Concurrency Control in Greenplum Database

Post date: Nov 02, 2012 4:51:24 PM

Unlike Oracle database, which uses locks and latches for concurrency control, Greenplum Database (as does PostgreSQL) maintains data consistency by using a multiversion model (Multiversion Concurrency Control, MVCC). This means that while querying a database, each transaction sees a snapshot of data which protects the transaction from viewing inconsistent data that could be caused by (other) concurrent updates on the same data rows. This provides transaction isolation for each database session. In a nutshell, readers don’t block writers and writers don’t block readers. Each transaction sees a snapshot of the database rather than locking tables.

Greenplum differs from PostgreSQL for update and delete commands. It acquires an Exclusive Lock on a table. However, this lock doesn’t block readers. SQL queries will return data and users will see a snapshot of the data that isn’t dirty. This Exclusive Lock does however block other update and delete commands which is different from PostgreSQL.

MVCC, by eschewing explicit locking methodologies of traditional database systems, minimizes lock contention in order to allow for reasonable performance in multiuser environments. The main advantage to using the MVCC model of concurrency control rather than locking is that in MVCC locks acquired for querying (reading) data do not conflict with locks acquired for writing data, and so reading never blocks writing and writing never blocks reading.

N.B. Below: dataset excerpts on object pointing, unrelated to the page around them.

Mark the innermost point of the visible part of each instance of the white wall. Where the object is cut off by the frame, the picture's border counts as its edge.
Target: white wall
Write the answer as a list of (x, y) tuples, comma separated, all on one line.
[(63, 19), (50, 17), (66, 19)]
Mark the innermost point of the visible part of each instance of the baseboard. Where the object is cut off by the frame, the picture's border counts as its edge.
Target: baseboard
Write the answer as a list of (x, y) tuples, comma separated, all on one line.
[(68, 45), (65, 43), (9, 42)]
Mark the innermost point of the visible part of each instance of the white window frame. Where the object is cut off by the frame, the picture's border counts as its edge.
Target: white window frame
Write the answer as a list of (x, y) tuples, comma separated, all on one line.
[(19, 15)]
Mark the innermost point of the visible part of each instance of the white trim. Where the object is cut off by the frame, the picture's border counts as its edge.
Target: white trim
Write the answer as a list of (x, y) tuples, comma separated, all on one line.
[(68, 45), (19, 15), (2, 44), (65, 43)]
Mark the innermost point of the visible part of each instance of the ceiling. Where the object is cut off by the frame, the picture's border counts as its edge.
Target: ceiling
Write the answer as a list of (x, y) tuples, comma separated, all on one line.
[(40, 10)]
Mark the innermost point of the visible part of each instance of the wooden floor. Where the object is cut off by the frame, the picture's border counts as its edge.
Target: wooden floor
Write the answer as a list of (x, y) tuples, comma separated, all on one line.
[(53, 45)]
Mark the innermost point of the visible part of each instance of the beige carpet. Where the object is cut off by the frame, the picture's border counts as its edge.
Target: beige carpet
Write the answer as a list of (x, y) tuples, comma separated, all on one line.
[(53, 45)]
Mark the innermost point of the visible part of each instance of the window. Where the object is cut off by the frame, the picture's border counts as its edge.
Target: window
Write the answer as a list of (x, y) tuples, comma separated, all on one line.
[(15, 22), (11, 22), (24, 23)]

Greenplum is a shared nothing database where no two nodes share the same data. Data is spread across multiple servers based on a distribution key defined on each table. A good key is typically a unique identifier in a table and this can be a single or multiple columns. If you pick a good key, each segment will have roughly the same number of rows and at Greenplum we call this the “skew”.

Greenplum Database provides various lock modes to control concurrent access to data in tables. Most Greenplum Database SQL commands automatically acquire locks of appropriate modes to ensure that referenced tables are not dropped or modified in incompatible ways while the command executes. For applications that cannot adapt easily to MVCC behavior, the LOCK command can be used to acquire explicit locks. However, proper use of MVCC will generally provide better performance than locks.

Transaction Isolation Levels

The SQL standard defines four transaction isolation levels. In Greenplum Database, you can request any of the four standard transaction isolation levels. But internally, there are only two distinct isolation levels — read committed and serializable:

1. read committed — When a transaction runs on this isolation level, a SELECT query sees only data committed before the query began. It never sees either uncommitted data or changes committed during query execution by concurrent transactions. However, the SELECT does see the effects of previous updates executed within its own transaction, even though they are not yet committed. In effect, a SELECT query sees a snapshot of the database as of the instant that query begins to run. Notice that two successive SELECT commands can see different data, even though they are within a single transaction, if other transactions commit changes during execution of the first SELECT. UPDATE and DELETE commands behave the same as SELECT in terms of searching for target rows. They will only find target rows that were committed as of the command start time. However, such a target row may have already been updated (or deleted or locked) by another concurrent transaction by the time it is found. The partial transaction isolation provided by read committed mode is adequate for many applications, and this mode is fast and simple to use. However, for applications that do complex queries and updates, it may be necessary to guarantee a more rigorously consistent view of the database than the read committed mode provides.

2. serializable — This is the strictest transaction isolation. This level emulates serial transaction execution, as if transactions had been executed one after another, serially, rather than concurrently. Applications using this level must be prepared to retry transactions due to serialization failures. When a transaction is on the serializable level, a SELECT query sees only data committed before the transaction began. It never sees either uncommitted data or changes committed during transaction execution by concurrent transactions. However, the SELECT does see the effects of previous updates executed within its own transaction, even though they are not yet committed. Successive SELECT commands within a single transaction always see the same data. UPDATE and DELETE commands behave the same as SELECT in terms of searching for target rows. They will only find target rows that were committed as of the transaction start time. However, such a target row may have already been updated (or deleted or locked) by another concurrent transaction by the time it is found. In this case, the serializable transaction will wait for the first updating transaction to commit or roll back (if it is still in progress). If the first updater rolls back, then its effects are negated and the serializable transaction can proceed with updating the originally found row. But if the first updater commits (and actually updated or deleted the row, not just locked it) then the serializable transaction will be rolled back.

3. read uncommitted — Treated the same as read committed in Greenplum Database.

4. repeatable read — Treated the same as serializable in Greenplum Database.

The default transaction isolation level in Greenplum Database is read committed. To change the isolation level for a transaction, you can declare the isolation level when you BEGIN the transaction, or else use the SET TRANSACTION command after the transaction is started.